To see if the Town will vote to amend the Zoning Bylaw for the Town of Arlington by expanding the set of allowed residential uses in the R0 and R1 zoning districts with the goal of expanding and diversifying the housing stock by altering the district definitions for the R0 and R1 zoning districts; or take any action related thereto.
— (Inserted at the request of Benjamin Rudick and ten registered voters)
I’m in favor of expanding zoning and while I understand the recommendation of the ARB to take no action on this article for procedural reasons, I would have voted in favor of it. The goals of choice, affordability, environmentalism, and racial justice as expressed in this article are ones that I share and I believe that zoning is an appropriate and effective way of furthering them. These goals should override concerns about the aesthetics or feel of our town.

To see if the Town will vote to amend the Zoning Bylaw to allow the Board of Appeals or Arlington Redevelopment Board, as applicable, to reduce the parking requirement to as low as zero in the B3 and B5 Districts through Special Permit where businesses have no ability to create new parking by amending SECTION 6.1.5. PARKING REDUCTION IN BUSINESS, INDUSTRIAL, AND MULTI-FAMILY RESIDENTIAL ZONES; or take any action related thereto.
— (Inserted at the request of the Redevelopment Board)
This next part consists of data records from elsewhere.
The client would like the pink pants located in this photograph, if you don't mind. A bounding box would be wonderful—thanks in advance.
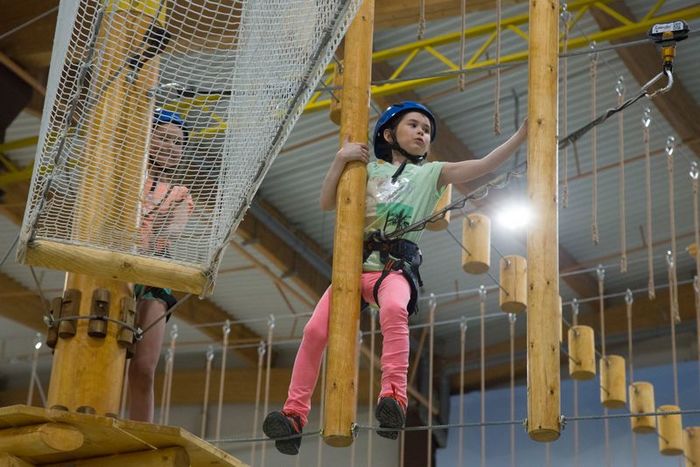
[283,271,411,425]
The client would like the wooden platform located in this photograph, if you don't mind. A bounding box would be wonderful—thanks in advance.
[0,405,246,467]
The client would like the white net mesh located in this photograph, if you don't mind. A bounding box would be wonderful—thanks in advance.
[19,0,358,292]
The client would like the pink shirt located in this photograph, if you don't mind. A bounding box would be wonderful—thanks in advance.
[139,176,194,256]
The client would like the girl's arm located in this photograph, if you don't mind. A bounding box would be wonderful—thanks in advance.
[321,137,369,211]
[438,119,527,188]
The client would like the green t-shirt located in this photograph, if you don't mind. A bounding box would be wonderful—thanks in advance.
[362,161,444,271]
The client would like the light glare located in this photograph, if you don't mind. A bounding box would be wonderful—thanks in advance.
[498,204,532,230]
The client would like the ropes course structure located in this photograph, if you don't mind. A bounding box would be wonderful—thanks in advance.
[0,0,700,467]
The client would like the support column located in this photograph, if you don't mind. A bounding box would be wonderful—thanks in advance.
[323,0,374,447]
[527,0,561,442]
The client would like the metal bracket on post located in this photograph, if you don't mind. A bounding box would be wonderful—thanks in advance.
[117,297,136,358]
[58,289,82,339]
[88,289,110,339]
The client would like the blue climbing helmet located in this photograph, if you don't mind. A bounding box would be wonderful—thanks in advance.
[374,101,437,163]
[153,107,189,140]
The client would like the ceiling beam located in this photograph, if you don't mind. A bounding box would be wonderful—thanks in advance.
[590,0,700,157]
[374,0,524,29]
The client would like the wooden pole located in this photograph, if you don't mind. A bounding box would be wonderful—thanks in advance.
[527,0,561,442]
[47,0,165,417]
[0,423,84,457]
[323,0,374,447]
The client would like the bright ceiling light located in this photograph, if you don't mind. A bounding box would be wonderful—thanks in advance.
[496,203,532,230]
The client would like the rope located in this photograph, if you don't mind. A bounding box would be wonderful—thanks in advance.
[493,0,502,135]
[367,308,377,467]
[615,76,627,273]
[597,266,606,357]
[479,285,486,467]
[0,234,19,267]
[561,2,570,208]
[418,0,425,41]
[666,136,681,326]
[459,0,467,92]
[27,333,41,406]
[119,359,131,420]
[625,289,637,467]
[592,42,600,245]
[559,71,673,149]
[428,294,437,467]
[666,252,680,405]
[163,324,178,425]
[158,348,173,425]
[216,320,231,440]
[576,298,579,467]
[352,332,364,467]
[457,316,467,467]
[199,345,214,439]
[508,313,518,467]
[136,293,192,340]
[260,315,275,467]
[689,161,700,394]
[250,340,267,465]
[597,267,611,467]
[642,107,656,300]
[212,409,700,444]
[318,352,328,467]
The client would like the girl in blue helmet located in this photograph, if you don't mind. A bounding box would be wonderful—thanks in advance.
[263,101,527,454]
[129,109,194,422]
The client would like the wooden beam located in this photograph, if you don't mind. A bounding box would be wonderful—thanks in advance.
[590,0,700,157]
[0,423,84,457]
[0,370,377,406]
[323,0,375,447]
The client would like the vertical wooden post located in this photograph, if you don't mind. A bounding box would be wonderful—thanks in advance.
[323,0,374,447]
[47,0,165,416]
[527,0,561,441]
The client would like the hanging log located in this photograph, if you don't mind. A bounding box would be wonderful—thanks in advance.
[568,326,595,381]
[600,355,627,409]
[629,381,656,434]
[683,426,700,467]
[658,405,683,456]
[499,255,527,313]
[462,214,491,274]
[425,184,452,232]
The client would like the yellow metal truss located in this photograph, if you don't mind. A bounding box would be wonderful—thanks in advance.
[0,0,700,186]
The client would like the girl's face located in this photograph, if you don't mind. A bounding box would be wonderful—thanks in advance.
[149,123,185,169]
[384,112,430,156]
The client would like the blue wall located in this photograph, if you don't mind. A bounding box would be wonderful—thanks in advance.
[436,361,700,467]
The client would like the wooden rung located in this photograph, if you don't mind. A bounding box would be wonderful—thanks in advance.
[462,214,491,274]
[46,447,190,467]
[425,184,452,232]
[600,355,627,409]
[657,405,683,456]
[0,452,34,467]
[568,325,595,381]
[20,240,207,295]
[683,426,700,467]
[0,423,84,457]
[629,381,656,434]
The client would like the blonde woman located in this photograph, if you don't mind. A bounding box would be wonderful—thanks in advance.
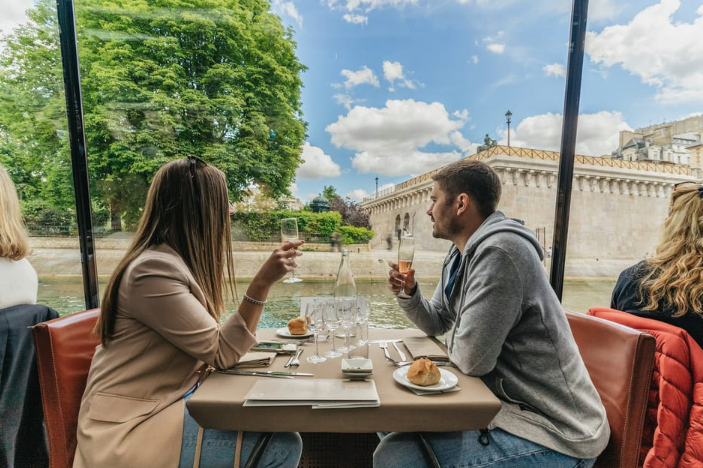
[0,166,38,309]
[610,182,703,347]
[73,157,302,468]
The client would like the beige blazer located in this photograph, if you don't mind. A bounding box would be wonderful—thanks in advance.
[73,245,256,468]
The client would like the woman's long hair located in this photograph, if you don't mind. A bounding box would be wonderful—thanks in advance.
[0,166,30,260]
[95,158,234,346]
[640,183,703,317]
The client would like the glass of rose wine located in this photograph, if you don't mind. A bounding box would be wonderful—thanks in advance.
[281,218,303,283]
[398,235,415,294]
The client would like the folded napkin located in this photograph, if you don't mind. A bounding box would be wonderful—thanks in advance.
[403,336,449,361]
[233,352,276,369]
[408,386,461,396]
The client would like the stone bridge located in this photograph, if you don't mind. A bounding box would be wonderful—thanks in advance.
[362,146,697,279]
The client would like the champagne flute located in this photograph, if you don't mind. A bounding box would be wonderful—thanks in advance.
[305,302,327,364]
[335,297,357,353]
[324,301,342,358]
[398,235,415,282]
[281,218,303,283]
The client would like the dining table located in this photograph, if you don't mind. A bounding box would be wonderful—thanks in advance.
[187,328,500,433]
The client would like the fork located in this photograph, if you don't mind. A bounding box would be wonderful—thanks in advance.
[288,348,305,367]
[378,341,397,362]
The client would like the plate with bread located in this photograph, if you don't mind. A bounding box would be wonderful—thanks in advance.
[393,358,459,392]
[276,317,312,338]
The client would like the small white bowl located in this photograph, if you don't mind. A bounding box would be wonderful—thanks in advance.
[342,358,373,372]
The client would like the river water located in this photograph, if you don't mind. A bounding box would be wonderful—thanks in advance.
[38,278,615,328]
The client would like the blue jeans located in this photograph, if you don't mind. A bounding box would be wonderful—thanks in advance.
[178,390,303,468]
[373,429,595,468]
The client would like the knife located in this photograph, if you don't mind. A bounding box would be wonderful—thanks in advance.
[392,341,407,361]
[216,369,313,379]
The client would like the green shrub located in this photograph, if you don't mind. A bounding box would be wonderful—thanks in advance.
[339,226,374,244]
[21,198,76,236]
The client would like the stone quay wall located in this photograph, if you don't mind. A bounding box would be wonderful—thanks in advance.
[29,233,444,281]
[362,146,697,279]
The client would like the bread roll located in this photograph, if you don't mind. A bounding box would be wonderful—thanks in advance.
[288,317,308,335]
[408,358,441,387]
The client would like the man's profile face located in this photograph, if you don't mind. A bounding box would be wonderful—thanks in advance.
[427,181,461,240]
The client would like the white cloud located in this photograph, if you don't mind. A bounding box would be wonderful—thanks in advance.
[542,63,566,78]
[333,94,356,110]
[342,13,369,24]
[586,0,703,104]
[271,0,303,27]
[497,111,631,156]
[340,65,381,89]
[295,141,342,179]
[327,0,417,11]
[486,42,505,54]
[383,60,422,91]
[0,0,34,35]
[326,99,471,176]
[588,0,624,21]
[452,109,469,122]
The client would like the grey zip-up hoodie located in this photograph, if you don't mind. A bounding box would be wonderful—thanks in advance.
[398,211,610,458]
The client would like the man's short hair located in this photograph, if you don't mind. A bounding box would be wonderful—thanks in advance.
[432,159,502,218]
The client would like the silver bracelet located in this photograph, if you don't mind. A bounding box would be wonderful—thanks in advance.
[244,294,266,306]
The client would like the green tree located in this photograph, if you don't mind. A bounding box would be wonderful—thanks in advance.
[320,185,340,199]
[0,1,75,213]
[0,0,306,228]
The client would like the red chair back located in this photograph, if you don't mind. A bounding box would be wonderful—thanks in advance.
[33,309,100,468]
[566,312,656,468]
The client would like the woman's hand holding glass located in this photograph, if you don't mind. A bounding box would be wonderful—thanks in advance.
[305,302,327,364]
[252,240,305,287]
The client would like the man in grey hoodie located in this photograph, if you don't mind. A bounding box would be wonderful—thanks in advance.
[374,160,610,468]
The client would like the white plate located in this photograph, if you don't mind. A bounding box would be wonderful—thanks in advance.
[276,327,312,338]
[393,366,459,392]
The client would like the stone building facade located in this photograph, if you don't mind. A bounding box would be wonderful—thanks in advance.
[362,146,696,279]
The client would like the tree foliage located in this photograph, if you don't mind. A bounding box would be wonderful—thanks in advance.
[330,197,371,229]
[0,0,306,227]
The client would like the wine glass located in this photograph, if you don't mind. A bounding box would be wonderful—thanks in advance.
[398,235,415,292]
[323,301,342,358]
[334,297,357,353]
[281,218,303,283]
[305,302,327,364]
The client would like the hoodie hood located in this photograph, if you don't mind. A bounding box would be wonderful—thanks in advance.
[462,211,544,260]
I am definitely in favor of allowing businesses to exist without providing parking. Having lived in a particularly dense neighborhood in Queens, NY, I understand there’s a point at which it’s so hard to park that it discourages business but Arlington is nowhere near that limit.

To see if the Town will vote to or take any action related thereto: Be it hereby resolved, that it is the will of Town Meeting that the Town of Arlington continue to display a Black Lives Matter banner on Town Hall until such time as Town Meeting recommends its removal, or takes any action related thereto.
— (Inserted at the request of Katell Gullec and 100 registered voters)
I was one of the 100 signatures on this article so I would definitely vote in favor. Meaningful anti-racist policy would be better than a symbolic gesture, but my sense is that the removal of the Black Lives Matter banner from Town Hall was a sign that anti-racist policy would be less likely to succeed in Arlington, not more.